Per i lavoratori iscritti a queste casse in possesso di meno di 15 anni di contribuzione al 31 dicembre 1995 e che andranno in pensione dal 1° gennaio 2024, il DDL Bilancio 2024 prevede una modifica del calcolo sulla quota retributiva della pensione, che ne ridurrà l’importo, in quanto le attuali aliquote di rendimento previdenziale previste dalle leggi n. 965/1965 e n. 16/1986 verranno sostituite con coefficienti meno remunerativi (vds. tabelle allegato II del DDL), con una penalizzazione pesantissima.
Il giornale Il Messaggero ha calcolato che un lavoratore con uno stipendio annuo lordo di 30.000 € che andrà in pensione di vecchiaia nel 2024 con 35 anni di contributi e 67 anni di età subirà un taglio pari a circa 4.400 € nell’assegno pensionistico (6mila euro per chi ha stipendi lordi da 40mila €; oltre i 7.300 euro invece per le retribuzioni sopra i 50mila €). Dunque, un incredibile cambio delle regole in corsa, e per questo si prevede un consistente esodo entro fino anno di lavoratori interessati, in primis in Sanità.
RISCATTI
Le stesse nuove aliquote di cui all’allegato II del DDL si dovranno applicare anche per calcolare l’onere delle domande di riscatto prodotte dal 1.1.2024, riscatto che pertanto diventerà decisamente più caro: quattro anni di università potrebbero costare quasi 66mila € invece di 19mila.
PEREQUAZIONE
Come si ricorderà, la legge di bilancio 2023 ha introdotto una minore copertura rispetto all’indice ISTAT a partire dagli assegni pensionistici da quattro a cinque volte il trattamento minimo, fino ad una penalizzazione max del 32% per le pensioni sopra le dieci volte il trattamento minimo.
Avevamo chiesto di cancellare questa disposizione, ma il DDL Bilancio ha confermato invece questa riduzione per il 2024: indicizzazione piena solo fino a quattro volte il minimo (€ 567,94); fra quattro e cinque volte il minimo, all’85% (nelle bozze del DDL era il 90%); fra cinque e sei volte il minimo, al 53 %; fra sei e otto volte il minimo, al 47%; fra otto e dieci volte il minimo, al 37%; sopra le dieci volte il minimo, la percentuale di perequazione scende invece al 22%, e sta proprio qui la novità.
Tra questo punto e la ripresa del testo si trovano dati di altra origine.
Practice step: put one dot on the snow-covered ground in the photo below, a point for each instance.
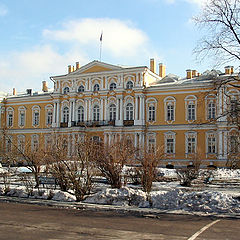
(165, 195)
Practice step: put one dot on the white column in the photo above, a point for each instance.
(220, 141)
(54, 115)
(85, 110)
(74, 110)
(136, 108)
(58, 114)
(70, 114)
(105, 110)
(117, 109)
(121, 109)
(101, 109)
(135, 140)
(89, 110)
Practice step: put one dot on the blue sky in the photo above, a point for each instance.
(40, 38)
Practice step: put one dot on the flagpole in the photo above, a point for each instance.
(101, 46)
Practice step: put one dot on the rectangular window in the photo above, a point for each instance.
(170, 146)
(151, 144)
(191, 112)
(10, 119)
(151, 113)
(36, 118)
(211, 145)
(49, 117)
(170, 113)
(22, 119)
(191, 145)
(234, 143)
(211, 111)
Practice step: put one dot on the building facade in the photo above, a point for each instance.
(184, 116)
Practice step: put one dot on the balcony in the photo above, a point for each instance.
(63, 124)
(128, 122)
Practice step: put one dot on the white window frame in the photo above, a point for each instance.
(211, 112)
(209, 143)
(65, 114)
(66, 90)
(151, 142)
(96, 113)
(35, 116)
(21, 143)
(112, 112)
(112, 86)
(35, 142)
(129, 111)
(191, 101)
(10, 117)
(188, 136)
(21, 112)
(170, 136)
(81, 89)
(80, 114)
(170, 102)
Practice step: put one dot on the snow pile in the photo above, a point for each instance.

Val la pena di segnalare, a tal riguardo, che l’anticipo del saldo della perequazione 2023 (0,8%) disposto dal DL c.d. “anticipi” (DL 18.10.2023, n. 145) verrà corrisposto con relativi arretrati con il cedolino di dicembre p.v. e non a novembre, come era stato annunciato in un primo momento.
PENSIONI MINIME
Nel DDL, non sono previsti aumenti per le pensioni minime, neanche per gli over 75.
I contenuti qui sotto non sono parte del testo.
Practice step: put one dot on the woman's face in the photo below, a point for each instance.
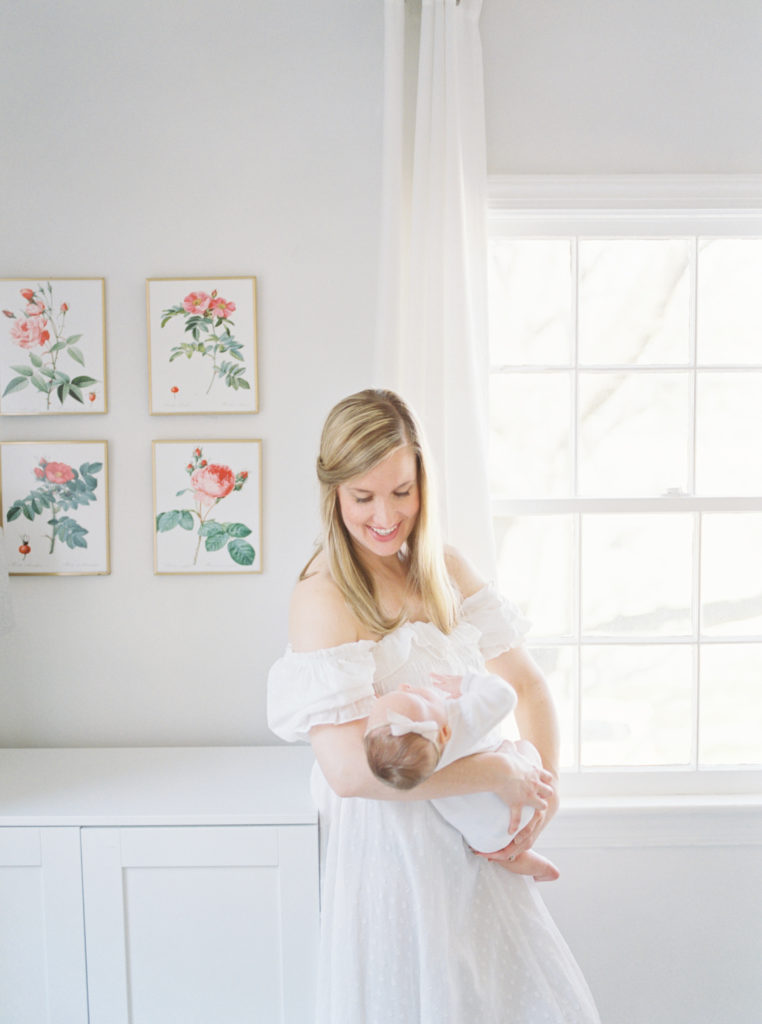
(380, 508)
Questi i contenuti in materia di pensioni del DDL Bilancio 2024 approdato al Senato, rispetto ai quali non possiamo non evidenziare, in generale, la decisa stretta in materia di flessibilità in uscita, che rappresenta l’esatto contrario di quanto CSE ed FLP chiedono da anni ai Governi che si sono succeduti.
Come CSE FLP Pensionati, seguiremo da vicino lo sviluppo dei lavori parlamentari con la speranza che si possa modificare qualcosa, il che appare però di difficile realizzazione in considerazione della scelta operata dalle forze di maggioranza di non presentare emendamenti. Noi comunque ci proveremo.